「『心の窓』は、いつじゃちできるだけ数を足るばあ、そうしてできるだけ広うに、あけておきたいもんやと思うがぜよ。」(寺田寅彦)
「天災は忘れた頃にやってくる」っちゅう言葉で有名な、高知県出身の物理学者・随筆家・俳人の、寺田寅彦(1878〜1935)さんの言の葉ながやき。
ここで寺田寅彦さんの言う、「心の窓」ち、なんじゃろか?
そりゃあおそらく、「興味を持つ」っちゅうことやと思うがよ。
寅彦さんやち、物理学と俳句や随筆っちゅう、いろんな違う分野に興味を持っちょったがやき。

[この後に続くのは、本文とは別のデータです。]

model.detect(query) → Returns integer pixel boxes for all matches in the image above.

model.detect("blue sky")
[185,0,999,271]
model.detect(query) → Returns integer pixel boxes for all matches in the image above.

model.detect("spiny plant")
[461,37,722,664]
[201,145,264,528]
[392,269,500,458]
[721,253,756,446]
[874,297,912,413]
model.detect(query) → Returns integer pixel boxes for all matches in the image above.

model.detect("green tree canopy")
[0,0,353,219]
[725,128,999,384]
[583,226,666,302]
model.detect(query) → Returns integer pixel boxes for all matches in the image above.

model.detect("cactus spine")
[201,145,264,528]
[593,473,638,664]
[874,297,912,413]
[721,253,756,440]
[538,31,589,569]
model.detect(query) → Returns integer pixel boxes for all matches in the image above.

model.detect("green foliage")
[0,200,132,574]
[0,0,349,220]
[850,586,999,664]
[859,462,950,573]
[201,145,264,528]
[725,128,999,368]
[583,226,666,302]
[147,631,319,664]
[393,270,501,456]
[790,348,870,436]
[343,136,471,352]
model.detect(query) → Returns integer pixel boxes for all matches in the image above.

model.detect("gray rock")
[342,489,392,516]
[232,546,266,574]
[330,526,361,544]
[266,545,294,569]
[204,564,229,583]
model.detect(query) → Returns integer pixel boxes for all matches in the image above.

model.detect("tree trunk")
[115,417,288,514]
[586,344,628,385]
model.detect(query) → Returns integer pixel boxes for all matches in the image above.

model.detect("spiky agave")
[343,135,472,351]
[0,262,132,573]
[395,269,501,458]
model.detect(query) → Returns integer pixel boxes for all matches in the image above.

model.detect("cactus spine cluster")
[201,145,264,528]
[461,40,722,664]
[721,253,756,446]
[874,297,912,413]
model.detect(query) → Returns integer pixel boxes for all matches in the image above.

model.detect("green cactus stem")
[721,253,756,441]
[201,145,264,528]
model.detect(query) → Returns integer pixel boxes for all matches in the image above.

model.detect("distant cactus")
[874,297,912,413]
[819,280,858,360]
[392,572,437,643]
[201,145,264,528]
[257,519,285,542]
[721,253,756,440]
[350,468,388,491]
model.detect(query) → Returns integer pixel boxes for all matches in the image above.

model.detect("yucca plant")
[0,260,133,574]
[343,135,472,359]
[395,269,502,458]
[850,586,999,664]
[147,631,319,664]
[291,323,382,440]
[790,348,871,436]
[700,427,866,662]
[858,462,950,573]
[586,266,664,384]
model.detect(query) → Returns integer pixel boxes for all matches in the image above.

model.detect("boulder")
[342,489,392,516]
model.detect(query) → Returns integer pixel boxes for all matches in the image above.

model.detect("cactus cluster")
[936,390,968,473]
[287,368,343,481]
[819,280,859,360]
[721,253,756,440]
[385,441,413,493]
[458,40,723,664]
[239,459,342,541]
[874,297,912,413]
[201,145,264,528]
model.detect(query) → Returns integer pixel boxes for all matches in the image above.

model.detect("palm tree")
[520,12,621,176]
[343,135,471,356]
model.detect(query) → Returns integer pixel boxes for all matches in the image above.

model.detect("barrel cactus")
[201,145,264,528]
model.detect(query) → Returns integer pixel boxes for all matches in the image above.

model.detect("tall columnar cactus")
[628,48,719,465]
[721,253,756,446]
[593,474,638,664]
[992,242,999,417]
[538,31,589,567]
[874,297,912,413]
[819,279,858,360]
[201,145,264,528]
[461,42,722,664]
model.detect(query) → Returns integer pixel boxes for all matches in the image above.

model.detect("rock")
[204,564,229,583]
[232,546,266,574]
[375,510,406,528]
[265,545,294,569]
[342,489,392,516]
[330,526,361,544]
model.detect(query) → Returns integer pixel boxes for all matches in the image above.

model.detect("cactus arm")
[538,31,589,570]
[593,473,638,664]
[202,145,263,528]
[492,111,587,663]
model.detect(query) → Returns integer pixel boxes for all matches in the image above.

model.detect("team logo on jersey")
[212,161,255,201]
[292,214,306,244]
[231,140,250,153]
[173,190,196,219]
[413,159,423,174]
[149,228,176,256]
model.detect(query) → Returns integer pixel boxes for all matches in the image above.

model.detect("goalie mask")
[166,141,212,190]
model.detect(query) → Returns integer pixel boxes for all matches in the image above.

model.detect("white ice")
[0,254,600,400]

井戸をひっとつだっけしか持っちょらざったら、その井戸が枯れてしもうたら、もはや水は手に入らんがよ。
けんど、いろんな別の分野の井戸を持っちょったら、ひとつの井戸が枯れたち、別の井戸から水を汲むことができるがやき。
ほいたら案外、その別の井戸の水を汲み上げる行為が呼び水となって、枯れたと思うちょった井戸の水も、突然こんこんと湧き出してきたりするもんながよ。
そんな井戸の数が、できるだけ足るばああって、しかもその範囲ができるだけ広かったとすりゃあ、もはやいつまで経ったち、枯れることのう、尽きることのう、水を汲み上げ続けることができるっちゅうことながぜよ!